O Dr. Roberto Dischinger Miranda possui título de especialista em cardiologia e geriatria. Obteve o título de Doutor em...
iNo Brasil, dados do Instituto Brasileiro de Geografia e Estatística (IBGE, 2012), indicam que a população de idosos dobrou nos últimos 20 anos. Certas conquistas tecnológicas da medicina moderna que ocorreram ao longo dos últimos 70 anos, como o desenvolvimento de novas vacinas, antibióticos, quimioterápicos e exames complementares de diagnóstico, além dos avanços na área da assepsia, entre outros, favoreceram a adoção de medidas capazes de prevenir ou curar muitas doenças até então fatais. Consequentemente, a redução nos níveis de mortalidade foi observada para todas as faixas etárias da população. Entretanto, juntamente com isto, explicitou-se um paradoxo: o aumento da faixa etária de idosos resultou no surgimento de doenças típicas dessa idade que antes não se dimensionava a existência.
Dentre as enfermidades neuropsíquicas de maior prevalência na terceira idade estão os quadros demenciais, conjuntamente com os transtornos depressivos.
Antes de iniciarmos falar de demência, é importante considerarmos a existência de três possibilidades frente ao envelhecimento cerebral: envelhecimento saudável, comprometimento neurocognitivo leve e quadros demenciais.
Envelhecimento saudável
O envelhecimento saudável é caracterizado por um declínio próprio da idade devido a processos fisiológicos que geram mudanças evolutivas no decorrer da vida. Por esta razão, a distinção entre perdas esperadas para a idade avançada e as que caracterizam início de um processo de deterioração patológica se torna tão difícil.
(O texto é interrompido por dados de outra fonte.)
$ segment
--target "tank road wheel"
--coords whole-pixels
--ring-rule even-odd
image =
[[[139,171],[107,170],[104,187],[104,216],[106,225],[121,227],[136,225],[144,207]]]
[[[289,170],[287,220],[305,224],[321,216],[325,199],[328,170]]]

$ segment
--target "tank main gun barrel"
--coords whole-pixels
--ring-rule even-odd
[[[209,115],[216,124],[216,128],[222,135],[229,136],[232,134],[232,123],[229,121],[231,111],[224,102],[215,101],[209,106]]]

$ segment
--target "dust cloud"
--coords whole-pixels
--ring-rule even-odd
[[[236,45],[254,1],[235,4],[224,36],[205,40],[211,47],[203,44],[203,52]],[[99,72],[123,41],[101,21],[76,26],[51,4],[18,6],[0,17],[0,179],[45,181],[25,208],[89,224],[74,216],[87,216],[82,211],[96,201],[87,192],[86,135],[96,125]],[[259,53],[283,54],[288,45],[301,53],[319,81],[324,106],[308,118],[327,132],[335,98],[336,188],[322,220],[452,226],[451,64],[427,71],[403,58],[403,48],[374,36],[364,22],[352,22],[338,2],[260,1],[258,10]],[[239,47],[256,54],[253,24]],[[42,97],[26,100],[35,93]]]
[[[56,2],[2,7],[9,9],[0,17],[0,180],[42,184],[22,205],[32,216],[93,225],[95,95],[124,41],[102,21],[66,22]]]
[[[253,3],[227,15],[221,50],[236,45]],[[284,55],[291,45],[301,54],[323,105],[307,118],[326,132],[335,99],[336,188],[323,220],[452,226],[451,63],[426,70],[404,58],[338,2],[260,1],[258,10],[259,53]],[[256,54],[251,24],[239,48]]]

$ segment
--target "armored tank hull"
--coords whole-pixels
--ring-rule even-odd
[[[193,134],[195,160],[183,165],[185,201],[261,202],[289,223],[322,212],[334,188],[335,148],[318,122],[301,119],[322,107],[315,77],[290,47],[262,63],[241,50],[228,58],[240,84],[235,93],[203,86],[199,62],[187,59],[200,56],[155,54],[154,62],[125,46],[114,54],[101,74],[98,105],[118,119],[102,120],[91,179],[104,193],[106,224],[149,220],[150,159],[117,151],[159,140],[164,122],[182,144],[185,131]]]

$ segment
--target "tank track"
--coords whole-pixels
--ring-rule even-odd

Podem fazer parte do processo de envelhecimento saudável: dificuldade em alternar e dividir a atenção entre dois ou mais estímulos, lentificação motora e da velocidade do processamento mental, comprometimento discreto de memória para fatos recentes, não se recordar de ações que planejou efetuar no futuro, dificuldade de novos aprendizados.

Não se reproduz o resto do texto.